- Born: August 31, 1982 (age 44)
- Known for: Film

= Jordan Wayne Long =

American filmmaker and performer (born 1982)

Jordan Wayne Long (born 1982) is an American filmmaker, performance artist, and co-creator of the production company HCT.Media.

==Film==
In 2018, Long produced and co-directed a feature film titled Squirrel with Matt Glass. That same year, Long also second-unit directed Karen Gillan's feature directorial debut The Party's Just Beginning, which debuted at the Glasgow Film Festival and was eventually released by The Orchard in Late 2018.

In 2020, Long along with his business partner Matt Glass, wife Tara Perry, David Arquette, and Christina Arquette produced Brea Grant's second feature film 12 Hour Shift which was set to debut at the Tribeca Film Festival before it was cancelled due to the COVID pandemic. The film was picked up by Magnolia Pictures to be released under their Magnet Releasing arm on October 2, 2020.

Long and Matt Glass began production on their second film as directors Ghosts of the Ozarks, which Long also wrote with Perry. The film features Tim Blake Nelson, Angela Bettis, David Arquette, Thomas Hobson and Tara Perry.

The film was able to complete production even as many other productions were shut down during COVID-19.

==Documentaries==

Half Cut Tea, a documentary web series he co-created with Matt Glass premiered online in early 2013. Its three seasons consists of 20 episodes highlighting artists from across the country.

In 2015, Long and Matt Glass started the production company HCT.media. Their clients have included The Jim Henson Company and KCET.

In 2017, Long won an Emmy Award for producing the documentary Fallujah: Art, Healing and PTSD for KCET.

== Performance Art ==
Jordan Wayne Long began his performance work in 2010 with Drag Piece while receiving his master's degree from Cranbrook Academy of Art.

Since then, he's traveled worldwide performing to London, England, New York City, The Netherlands and Arkansas.

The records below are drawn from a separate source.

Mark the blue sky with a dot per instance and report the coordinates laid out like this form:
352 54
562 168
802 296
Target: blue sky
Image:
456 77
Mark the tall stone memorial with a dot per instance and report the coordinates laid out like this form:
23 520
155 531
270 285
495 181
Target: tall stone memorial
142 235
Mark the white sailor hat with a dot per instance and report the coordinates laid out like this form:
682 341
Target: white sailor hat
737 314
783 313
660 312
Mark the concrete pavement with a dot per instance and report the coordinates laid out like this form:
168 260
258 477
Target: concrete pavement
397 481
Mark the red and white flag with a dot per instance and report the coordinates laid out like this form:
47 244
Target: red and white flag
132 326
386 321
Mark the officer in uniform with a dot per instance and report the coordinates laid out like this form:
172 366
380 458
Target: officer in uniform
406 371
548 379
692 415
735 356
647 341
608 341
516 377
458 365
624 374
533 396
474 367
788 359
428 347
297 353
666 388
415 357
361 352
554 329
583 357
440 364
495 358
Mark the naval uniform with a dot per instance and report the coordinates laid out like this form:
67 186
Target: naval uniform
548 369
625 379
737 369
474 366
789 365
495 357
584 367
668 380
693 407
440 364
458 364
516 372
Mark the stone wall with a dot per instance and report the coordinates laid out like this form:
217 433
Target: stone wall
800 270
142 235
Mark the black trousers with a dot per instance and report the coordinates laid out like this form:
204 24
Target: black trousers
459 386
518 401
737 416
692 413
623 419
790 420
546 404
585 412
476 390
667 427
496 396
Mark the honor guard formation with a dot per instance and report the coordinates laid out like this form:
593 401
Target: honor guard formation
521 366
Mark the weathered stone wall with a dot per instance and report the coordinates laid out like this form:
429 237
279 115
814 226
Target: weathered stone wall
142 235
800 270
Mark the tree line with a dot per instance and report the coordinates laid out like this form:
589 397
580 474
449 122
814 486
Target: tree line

In 2011, he received media attention for "Box Shipment #2" in which Long shipped himself across the country in a box. His only contact with the outside world was through the online multiplayer game Lord of the Rings Online. His reasoning for this project, as explained by Yahoo News was:

... to better understand post-traumatic stress disorder (PTSD). Many individuals who experience traumatic events fall victim to PTSD, a debilitating anxiety disorder that leads some to retreat to virtual worlds for comfort.
Long's Journey began in Bald Knob, Arkansas and ended in Portland, Oregon where he earned a Guinness World Record for shipping himself across the country.